Tout à coup, l'un des garçons bondit et s’enfuit à la course, trop rapide
pour être rattrapé. Idrissa appela un taxi et Bathe installa les deux garçons
restants sur la banquette arrière avec Abdoulaye sur un côté et l'un d'entre
nous de l'autre côté. Les deux enfants s'appelaient Mamadou et Seydou.
Nous sommes arrivés au centre peu après minuit, où Mame Diarra avait l'air
d'être complètement à l'aise avec la situation. Elle communiquait couramment
avec les garçons
en Wolof, puis a quitté la pièce pour aller chercher des
pulls molletonnés pour eux. Par la suite, elle se mit à poser aux garçons
des questions et à remplir les formulaires d'admission pour chacun d'eux.
Les garçons semblaient très réticents, même si je pense qu'ils ont été
quelque peu rassurés par le fait que Mame Diarra est une femme; la plupart
des talibés n'ont pas eu d'attention maternelle depuis des années. Nous
avons laissé les garçons avec elle pour reprendre notre ronde de nuit. »

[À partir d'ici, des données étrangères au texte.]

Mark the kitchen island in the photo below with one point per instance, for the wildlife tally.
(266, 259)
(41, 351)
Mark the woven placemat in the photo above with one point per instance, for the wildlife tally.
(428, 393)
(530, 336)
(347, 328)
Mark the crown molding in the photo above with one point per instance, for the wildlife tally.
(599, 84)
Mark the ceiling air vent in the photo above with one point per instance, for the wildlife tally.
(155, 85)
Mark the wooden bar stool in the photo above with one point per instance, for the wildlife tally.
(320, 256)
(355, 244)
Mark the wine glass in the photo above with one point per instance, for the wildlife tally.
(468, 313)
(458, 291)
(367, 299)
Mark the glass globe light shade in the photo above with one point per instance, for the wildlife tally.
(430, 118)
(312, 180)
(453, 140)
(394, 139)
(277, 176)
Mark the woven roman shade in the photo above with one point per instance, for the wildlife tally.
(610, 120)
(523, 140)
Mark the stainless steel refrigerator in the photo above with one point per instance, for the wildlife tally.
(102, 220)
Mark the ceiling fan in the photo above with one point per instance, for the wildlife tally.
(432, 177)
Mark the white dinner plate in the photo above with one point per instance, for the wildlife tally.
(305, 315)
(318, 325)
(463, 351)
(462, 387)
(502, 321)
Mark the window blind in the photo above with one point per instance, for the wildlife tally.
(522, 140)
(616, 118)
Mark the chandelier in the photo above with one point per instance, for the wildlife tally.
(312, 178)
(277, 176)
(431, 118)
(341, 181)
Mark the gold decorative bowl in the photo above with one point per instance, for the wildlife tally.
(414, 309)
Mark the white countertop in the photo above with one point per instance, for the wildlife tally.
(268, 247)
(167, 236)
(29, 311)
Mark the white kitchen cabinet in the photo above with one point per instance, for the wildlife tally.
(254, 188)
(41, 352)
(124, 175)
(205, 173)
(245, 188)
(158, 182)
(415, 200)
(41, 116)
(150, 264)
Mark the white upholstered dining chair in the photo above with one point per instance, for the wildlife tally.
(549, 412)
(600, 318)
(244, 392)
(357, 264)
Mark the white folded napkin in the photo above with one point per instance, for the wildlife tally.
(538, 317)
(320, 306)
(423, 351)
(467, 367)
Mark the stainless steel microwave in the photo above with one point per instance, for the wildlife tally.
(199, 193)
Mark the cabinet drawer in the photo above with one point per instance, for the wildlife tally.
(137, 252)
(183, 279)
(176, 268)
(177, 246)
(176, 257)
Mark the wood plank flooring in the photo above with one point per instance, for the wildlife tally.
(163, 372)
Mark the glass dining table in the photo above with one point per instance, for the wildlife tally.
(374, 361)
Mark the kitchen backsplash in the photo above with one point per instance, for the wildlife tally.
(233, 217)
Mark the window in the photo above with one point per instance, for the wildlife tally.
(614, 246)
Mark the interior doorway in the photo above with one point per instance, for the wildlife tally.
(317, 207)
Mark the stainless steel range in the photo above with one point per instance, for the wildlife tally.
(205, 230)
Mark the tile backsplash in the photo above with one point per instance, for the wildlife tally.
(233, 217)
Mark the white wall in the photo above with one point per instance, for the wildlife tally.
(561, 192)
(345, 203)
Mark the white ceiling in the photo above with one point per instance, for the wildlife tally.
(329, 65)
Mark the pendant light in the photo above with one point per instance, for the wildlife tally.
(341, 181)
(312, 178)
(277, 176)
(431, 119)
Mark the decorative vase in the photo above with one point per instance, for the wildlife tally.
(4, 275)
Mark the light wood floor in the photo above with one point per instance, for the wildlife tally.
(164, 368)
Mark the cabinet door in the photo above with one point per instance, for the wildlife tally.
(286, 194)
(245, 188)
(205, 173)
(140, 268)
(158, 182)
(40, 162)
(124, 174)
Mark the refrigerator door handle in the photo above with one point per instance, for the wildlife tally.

Sonia réfléchit sur l'expérience : « Lors qu'ils sont en fugue, les
enfants sont vulnérables. Je comprends mieux maintenant pourquoi Issa et
Idrissa sont tellement motivés à faire ce travail pendant leur propre temps
libre. Les enfants fuient par peur de la vie dans les daaras. Mais, ce
qui les attend dans la rue pourrait être encore pire. L'agression sexuelle
est commune contre les garçons talibés dans la rue, tard dans la nuit pendant
que la société dort. Personne ne se posera de question à leur sujet ou ne se
souciera de leur bien-être. Cibles faciles ! Je connaissais déjà bien cette
terrible réalité; j'ai vu les résultats de ces traumatismes de mes propres
yeux. Lors de ma première ronde de nuit, nous avions trouvé un garçon de
six ans, Gora,
qui avait été agressé sexuellement dans la rue la nuit
précédente. Ma fille et moi sommes toujours hantées en pensant à lui. Mais
cette nuit-là, Idrissa m'a averti d'un risque plus important. Il m'a appris
que lui et beaucoup d'autres croient que les enfants disparaissent plus
souvent que dans le passé. Il pense que, parce qu'il y a plus de talibés et
donc plus de fugueurs, la possibilité d'enlèvement est en augmentation (on
estime qu'il y a plus de 10 000 enfants talibés mendiants à Saint Louis).
Les enfants eux-mêmes auraient certainement peur de ces dangers, ce qui
souligne à quel point leur situation doit être néfaste pour eux s'ils
préfèrent les risques de la rue à ceux du daara.
Idrissa dit que, les nuits où il ne sort pas faire une ronde de nuit, il ne
peut pas dormir parce qu'il imagine les dangers qui guettent les enfants qui
ne seront pas ramassés cette nuit-là. Issa ressent la même chose. Ceci est
la raison pour laquelle Issa et Idrissa donnent si peu d’importance à leur
sommeil ».
Issa et Idrissa sont véritablement les « anges de Saint-Louis ».